In his book "Patterns of Enterprise Application Architecture", Martin Fowler talks about persistence patterns which are commonly found in software development and particularly in relation to ORMs.
Is there a pattern that Hibernate adheres to most closely?
Hibernate make use of several patterns:
- Lazy load (proxing collections)
- Unit of Work (as part of Session object)
- probably Identity Map or something more sophisticated
- Mapping Metadata
- Query Object for Criterion API
- all object relational structual patterns
Hibernate does not follow ActiveRecord pattern. The pattern that Hibernate adheres most closely is the Datamapper pattern.

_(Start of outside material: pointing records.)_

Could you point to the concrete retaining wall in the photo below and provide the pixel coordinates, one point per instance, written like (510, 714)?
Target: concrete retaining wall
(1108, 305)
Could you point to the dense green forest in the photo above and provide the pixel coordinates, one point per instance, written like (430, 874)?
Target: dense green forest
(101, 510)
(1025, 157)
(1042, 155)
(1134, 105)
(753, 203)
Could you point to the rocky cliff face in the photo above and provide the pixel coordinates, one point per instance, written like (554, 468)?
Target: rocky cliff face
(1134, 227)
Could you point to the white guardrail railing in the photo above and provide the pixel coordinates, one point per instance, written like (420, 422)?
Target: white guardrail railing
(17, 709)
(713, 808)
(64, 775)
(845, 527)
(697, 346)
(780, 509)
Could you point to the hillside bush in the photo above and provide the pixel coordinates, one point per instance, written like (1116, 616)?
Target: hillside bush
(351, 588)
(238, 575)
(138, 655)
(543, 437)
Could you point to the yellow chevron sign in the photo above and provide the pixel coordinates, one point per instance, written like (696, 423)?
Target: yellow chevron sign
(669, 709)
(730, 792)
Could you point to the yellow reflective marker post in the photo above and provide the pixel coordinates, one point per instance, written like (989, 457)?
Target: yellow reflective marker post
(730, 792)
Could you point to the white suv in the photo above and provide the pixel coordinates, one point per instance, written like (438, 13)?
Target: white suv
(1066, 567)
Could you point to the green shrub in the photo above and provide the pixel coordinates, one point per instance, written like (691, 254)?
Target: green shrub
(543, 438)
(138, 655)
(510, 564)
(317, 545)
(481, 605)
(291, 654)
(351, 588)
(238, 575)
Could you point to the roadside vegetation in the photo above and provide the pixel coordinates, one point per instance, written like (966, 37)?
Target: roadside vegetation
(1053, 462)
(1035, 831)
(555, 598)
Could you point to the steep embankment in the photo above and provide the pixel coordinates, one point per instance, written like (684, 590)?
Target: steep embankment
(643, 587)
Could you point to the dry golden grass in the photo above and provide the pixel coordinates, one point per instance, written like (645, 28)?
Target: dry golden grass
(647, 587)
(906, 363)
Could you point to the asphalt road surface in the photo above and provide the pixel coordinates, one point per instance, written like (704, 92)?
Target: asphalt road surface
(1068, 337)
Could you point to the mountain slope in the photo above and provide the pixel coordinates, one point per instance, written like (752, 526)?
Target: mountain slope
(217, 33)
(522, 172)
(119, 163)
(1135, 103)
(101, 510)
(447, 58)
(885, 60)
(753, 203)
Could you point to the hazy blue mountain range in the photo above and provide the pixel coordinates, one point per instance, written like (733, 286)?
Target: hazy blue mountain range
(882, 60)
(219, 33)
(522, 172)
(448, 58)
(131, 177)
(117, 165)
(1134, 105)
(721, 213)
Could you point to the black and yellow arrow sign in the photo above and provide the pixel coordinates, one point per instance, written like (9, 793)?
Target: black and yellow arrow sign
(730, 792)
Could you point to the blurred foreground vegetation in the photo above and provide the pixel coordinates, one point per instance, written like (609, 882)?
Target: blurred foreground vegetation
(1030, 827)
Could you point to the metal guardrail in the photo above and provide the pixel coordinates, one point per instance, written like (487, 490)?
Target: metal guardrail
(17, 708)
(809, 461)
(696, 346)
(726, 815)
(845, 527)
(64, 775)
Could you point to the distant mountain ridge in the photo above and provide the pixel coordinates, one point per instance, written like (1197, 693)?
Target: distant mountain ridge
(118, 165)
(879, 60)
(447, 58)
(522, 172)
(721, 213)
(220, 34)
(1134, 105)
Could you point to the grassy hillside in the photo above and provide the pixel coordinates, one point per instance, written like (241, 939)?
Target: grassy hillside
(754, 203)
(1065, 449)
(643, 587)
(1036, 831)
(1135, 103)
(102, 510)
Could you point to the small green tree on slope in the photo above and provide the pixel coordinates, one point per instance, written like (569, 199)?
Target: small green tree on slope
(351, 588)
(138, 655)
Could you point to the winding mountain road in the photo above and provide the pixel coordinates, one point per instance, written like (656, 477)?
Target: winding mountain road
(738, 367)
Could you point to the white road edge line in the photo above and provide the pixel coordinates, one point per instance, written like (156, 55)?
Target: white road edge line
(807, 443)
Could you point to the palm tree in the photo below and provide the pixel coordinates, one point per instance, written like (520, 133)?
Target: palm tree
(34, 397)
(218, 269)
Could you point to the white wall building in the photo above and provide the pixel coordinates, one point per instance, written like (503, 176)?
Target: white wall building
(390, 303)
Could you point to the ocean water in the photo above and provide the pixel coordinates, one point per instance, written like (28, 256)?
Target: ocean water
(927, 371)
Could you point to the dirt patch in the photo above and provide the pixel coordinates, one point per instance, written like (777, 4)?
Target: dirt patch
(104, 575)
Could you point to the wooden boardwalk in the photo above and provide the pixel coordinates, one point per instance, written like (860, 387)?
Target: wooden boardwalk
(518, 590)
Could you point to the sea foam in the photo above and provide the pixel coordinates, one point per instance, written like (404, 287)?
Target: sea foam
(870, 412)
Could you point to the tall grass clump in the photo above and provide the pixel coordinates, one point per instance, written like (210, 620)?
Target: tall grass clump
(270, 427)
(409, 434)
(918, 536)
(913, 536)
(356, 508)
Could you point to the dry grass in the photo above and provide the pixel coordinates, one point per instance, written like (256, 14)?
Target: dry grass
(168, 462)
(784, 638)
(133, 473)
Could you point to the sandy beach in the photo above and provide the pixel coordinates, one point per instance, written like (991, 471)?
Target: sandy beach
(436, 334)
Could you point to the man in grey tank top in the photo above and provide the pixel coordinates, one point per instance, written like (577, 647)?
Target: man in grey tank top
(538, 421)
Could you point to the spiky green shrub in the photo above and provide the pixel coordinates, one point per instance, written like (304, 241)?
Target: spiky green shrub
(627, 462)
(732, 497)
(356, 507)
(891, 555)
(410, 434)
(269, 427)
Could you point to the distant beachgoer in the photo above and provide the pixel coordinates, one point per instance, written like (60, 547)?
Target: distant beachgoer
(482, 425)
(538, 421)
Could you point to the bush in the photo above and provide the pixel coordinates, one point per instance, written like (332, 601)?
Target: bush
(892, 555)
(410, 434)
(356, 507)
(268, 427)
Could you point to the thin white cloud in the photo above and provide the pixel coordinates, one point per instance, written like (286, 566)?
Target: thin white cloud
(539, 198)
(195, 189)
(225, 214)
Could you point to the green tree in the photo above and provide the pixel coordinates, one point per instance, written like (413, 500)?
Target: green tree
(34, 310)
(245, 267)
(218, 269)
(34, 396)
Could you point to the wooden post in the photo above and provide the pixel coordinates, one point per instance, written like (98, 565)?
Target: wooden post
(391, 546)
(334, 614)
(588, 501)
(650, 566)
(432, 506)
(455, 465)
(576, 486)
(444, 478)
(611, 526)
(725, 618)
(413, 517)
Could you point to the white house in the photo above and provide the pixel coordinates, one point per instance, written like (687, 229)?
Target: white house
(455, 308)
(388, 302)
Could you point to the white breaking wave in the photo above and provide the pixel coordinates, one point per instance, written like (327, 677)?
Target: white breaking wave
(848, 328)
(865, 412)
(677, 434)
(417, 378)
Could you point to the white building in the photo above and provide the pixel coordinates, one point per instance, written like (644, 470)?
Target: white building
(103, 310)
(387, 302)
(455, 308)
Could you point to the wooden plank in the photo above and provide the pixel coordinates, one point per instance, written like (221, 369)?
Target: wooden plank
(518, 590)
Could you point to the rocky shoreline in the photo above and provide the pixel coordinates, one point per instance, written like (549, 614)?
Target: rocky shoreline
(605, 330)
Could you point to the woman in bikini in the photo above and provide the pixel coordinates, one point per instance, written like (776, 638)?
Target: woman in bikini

If you're looking for design patterns explicity, then you could consider Hibernate a fancy API for implementing the Active Record Pattern:
In software engineering, the active
record pattern is a design pattern
frequently found in software that
stores its data in relational
databases. It was named by Martin
Fowler in his book Patterns of
Enterprise Application Architecture.
The interface to such an object would
include functions such as Insert,
Update, and Delete, plus properties
that correspond more-or-less directly
to the columns in the underlying
database table.
Active record is an approach to
accessing data in a database. A
database table or view is wrapped into
a class; thus an object instance is
tied to a single row in the table.
After creation of an object, a new row
is added to the table upon save. Any
object loaded gets its information
from the database; when an object is
updated, the corresponding row in the
table is also updated. The wrapper
class implements accessor methods or
properties for each column in the
table or view.
Hibernate is obviously domain model. The objects in ORM are the domain model, so you can't do ORM without it.